How did our MPs vote on delaying Brexit?
PUBLISHED: 11:58 15 March 2019 | UPDATED: 15:15 15 March 2019
MPs voted to seek a delay on leaving in the House of Commons last night, but how did our MPs vote?
MPs voted 413 to 202 for Prime Minister Theresa May to ask the EU for a delay on Brexit, a majority of 211.
It means that the UK may not leave the European Union on March 29.
Hitchin and Harpenden MP Bim Afolami voted for Article 50 to be extended, saying: “Last night, the House of Commons voted to seek an extension to Article 50. This is the right move and will give Parliament the necessary time to have an orderly Brexit.
“However delaying Brexit does not change the facts on the table. Parliament has been clear that it does not want a ‘no deal’ Brexit and it also does not want another divisive referendum on leaving the European Union.
“MPs of all parties need to come together to find a consensus for leaving the European Union. That’s why I continue to believe the Prime Minister’s deal is the best deal available to us and I will continue to her support her in passing it.”
North East Beds MP Alistair Burt also voted for an extension.
“I voted to extend the Article 50 deadline on Thursday because I am not willing to drive my constituents livelihoods over a cliff, when a perfectly good deal is the alternative,” he said.
“It is for my colleagues to recognise that. If they do, then we will leave on March 29th on time.
“The responsibility for delay is solely with my Brexiteer colleagues who did not vote for the deal, and have delayed the process further.
“I will continue to serve all my constituents whose views are very varied on the issue, and all of whom I take very seriously.”
Stevenage MP Stephen McPartland voted against delaying Article 50, saying: “All this week the Labour Party have been voting to steal Brexit.
“On Tuesday they voted against the Prime Minister’s plan to leave Europe with a deal. On Wednesday they voted to take no deal off the table and remove any negotiating leverage on the Prime Minister.
“On Thursday they voted to extend Article 50 and stop Brexit forever, but were defeated. Labour also refused to vote for or against a second referendum, despite supporting one publicly.
“I voted against them and will continue to fight Labour everyday so we can deliver on the democratic decision of the British people to leave the European Union.”
Mid-Bedfordshire MP Nadine Dorries also voted against a delaying Brexit and has raised concerns about a second referendum being the next step.
“The remain majority in Parliament does not reflect the will or the vote of the people,” she wrote on her website.

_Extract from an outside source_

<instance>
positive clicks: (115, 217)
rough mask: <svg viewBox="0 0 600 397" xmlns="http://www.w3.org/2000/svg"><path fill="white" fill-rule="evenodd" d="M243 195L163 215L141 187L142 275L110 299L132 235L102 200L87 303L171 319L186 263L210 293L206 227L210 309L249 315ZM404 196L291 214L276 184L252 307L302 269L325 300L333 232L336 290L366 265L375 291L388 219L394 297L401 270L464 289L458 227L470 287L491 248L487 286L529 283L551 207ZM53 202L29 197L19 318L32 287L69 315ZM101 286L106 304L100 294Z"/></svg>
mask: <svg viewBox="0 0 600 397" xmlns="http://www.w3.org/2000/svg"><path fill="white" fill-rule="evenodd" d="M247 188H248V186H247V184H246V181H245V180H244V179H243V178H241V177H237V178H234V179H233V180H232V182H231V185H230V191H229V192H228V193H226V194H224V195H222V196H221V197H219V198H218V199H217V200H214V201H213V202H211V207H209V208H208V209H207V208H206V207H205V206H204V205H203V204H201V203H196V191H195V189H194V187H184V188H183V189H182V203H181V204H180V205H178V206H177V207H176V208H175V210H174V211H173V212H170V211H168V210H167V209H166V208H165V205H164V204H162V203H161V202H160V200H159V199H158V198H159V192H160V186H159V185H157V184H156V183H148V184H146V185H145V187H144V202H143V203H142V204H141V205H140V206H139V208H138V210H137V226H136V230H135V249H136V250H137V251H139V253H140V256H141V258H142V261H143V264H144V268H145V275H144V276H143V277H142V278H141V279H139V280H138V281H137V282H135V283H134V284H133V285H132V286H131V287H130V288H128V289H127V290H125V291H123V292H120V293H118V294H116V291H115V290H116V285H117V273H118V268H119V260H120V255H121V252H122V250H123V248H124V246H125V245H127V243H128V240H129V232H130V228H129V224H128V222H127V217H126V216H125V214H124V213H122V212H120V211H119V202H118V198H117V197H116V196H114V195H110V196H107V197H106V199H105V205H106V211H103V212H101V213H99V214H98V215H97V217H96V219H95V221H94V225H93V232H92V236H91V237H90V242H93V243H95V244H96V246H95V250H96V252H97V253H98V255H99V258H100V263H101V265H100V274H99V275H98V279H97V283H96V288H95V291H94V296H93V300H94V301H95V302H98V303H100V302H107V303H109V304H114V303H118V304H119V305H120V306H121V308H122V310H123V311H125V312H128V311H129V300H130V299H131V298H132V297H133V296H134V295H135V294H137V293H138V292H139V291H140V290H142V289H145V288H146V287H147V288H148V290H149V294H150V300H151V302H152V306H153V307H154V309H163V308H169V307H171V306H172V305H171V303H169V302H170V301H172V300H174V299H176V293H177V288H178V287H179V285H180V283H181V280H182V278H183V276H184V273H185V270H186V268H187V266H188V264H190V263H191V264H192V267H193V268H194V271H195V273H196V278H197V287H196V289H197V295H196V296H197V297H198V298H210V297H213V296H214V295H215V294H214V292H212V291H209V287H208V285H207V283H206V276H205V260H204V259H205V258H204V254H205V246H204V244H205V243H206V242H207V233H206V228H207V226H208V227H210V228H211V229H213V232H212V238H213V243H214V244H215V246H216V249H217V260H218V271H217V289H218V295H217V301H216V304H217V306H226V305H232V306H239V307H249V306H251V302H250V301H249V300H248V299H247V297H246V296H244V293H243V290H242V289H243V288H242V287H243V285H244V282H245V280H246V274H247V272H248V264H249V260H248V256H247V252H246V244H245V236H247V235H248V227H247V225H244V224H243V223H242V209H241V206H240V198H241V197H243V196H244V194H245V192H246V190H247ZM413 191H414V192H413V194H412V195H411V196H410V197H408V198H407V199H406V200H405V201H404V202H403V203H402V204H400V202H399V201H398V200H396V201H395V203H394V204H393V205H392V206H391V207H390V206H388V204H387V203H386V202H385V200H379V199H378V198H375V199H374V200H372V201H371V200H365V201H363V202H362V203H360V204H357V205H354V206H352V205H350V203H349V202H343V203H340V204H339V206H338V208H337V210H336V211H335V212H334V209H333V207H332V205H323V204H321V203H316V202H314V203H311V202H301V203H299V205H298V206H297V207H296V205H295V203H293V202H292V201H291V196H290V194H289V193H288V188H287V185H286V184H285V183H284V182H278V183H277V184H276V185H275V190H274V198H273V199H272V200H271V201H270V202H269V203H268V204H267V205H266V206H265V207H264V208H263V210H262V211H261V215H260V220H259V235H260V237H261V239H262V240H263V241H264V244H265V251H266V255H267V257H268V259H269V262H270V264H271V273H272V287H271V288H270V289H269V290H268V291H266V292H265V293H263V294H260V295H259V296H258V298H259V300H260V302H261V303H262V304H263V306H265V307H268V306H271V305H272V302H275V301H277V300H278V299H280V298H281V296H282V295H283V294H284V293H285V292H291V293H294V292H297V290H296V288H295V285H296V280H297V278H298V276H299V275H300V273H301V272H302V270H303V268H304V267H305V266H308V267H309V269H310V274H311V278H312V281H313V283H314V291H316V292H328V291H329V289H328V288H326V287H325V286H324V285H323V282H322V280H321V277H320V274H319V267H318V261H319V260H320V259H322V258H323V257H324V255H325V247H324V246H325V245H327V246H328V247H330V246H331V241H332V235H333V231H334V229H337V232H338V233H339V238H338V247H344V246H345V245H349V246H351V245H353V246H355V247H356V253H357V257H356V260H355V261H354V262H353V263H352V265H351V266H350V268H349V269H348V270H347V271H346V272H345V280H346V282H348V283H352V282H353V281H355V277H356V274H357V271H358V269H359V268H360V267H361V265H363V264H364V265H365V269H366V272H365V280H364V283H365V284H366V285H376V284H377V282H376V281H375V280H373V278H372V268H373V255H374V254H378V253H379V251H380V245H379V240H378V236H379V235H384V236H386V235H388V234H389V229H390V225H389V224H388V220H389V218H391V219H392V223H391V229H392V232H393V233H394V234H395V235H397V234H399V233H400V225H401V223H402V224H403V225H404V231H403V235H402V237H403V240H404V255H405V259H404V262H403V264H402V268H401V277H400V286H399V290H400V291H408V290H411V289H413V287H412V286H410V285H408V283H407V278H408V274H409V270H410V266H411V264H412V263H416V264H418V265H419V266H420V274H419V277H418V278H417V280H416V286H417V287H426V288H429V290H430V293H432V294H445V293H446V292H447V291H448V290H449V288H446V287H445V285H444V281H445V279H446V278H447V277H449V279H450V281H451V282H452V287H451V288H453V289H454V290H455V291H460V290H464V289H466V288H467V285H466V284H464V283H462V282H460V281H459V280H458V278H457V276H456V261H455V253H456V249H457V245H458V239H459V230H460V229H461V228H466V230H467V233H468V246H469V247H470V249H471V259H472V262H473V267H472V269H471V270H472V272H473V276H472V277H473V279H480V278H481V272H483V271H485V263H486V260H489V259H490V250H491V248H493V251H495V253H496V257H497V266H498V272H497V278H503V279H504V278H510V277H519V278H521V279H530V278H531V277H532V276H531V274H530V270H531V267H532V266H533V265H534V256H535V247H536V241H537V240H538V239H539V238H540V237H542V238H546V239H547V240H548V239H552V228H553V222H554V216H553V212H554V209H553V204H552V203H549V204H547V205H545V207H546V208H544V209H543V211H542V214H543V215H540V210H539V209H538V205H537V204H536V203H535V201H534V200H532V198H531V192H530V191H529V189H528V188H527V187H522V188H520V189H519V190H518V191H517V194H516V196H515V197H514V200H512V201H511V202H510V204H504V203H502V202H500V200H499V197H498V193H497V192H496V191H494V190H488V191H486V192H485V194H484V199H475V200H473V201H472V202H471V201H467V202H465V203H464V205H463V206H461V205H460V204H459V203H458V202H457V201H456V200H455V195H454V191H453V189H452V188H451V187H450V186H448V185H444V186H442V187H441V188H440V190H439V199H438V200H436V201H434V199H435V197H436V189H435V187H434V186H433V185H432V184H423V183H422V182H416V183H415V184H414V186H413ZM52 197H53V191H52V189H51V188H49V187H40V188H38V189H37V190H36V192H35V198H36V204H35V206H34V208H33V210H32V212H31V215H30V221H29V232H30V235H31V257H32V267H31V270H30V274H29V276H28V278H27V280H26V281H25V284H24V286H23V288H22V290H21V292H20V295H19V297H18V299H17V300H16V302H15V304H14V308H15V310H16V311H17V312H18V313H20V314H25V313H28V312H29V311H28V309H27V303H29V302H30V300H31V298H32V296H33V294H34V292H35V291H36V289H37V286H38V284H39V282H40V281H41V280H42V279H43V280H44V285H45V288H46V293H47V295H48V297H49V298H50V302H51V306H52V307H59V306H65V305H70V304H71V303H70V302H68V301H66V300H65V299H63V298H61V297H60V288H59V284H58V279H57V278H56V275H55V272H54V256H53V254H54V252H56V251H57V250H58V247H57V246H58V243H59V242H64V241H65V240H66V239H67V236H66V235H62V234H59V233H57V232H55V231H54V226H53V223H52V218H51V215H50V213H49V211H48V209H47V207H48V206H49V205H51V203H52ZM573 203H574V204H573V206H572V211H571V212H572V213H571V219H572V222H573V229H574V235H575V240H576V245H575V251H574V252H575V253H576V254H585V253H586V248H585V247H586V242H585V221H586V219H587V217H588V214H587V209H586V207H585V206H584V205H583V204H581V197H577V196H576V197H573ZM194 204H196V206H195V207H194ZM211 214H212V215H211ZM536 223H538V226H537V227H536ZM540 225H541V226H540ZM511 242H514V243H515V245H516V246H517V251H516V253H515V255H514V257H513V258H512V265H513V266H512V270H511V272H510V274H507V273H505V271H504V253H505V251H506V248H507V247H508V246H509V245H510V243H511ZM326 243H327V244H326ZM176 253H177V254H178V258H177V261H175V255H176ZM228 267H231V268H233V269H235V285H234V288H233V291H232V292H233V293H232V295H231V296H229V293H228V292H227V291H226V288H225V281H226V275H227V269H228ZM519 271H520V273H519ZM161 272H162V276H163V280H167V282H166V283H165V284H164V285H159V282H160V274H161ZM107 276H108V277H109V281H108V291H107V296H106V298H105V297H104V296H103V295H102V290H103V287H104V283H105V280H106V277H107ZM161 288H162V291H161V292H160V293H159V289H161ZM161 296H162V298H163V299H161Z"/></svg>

“No deal denied, Article 50 extended. When that happens, as I’m now sure it will, the conversation will move to a second referendum.
“This will take years, to pass the legislation and to agree on the question. At this point, I think the chance of Brexit happening at all falls away.”
North East Herts MP Sir Oliver Heald voted seek an extension. The Comet has contacted him for comment and is awaiting a response.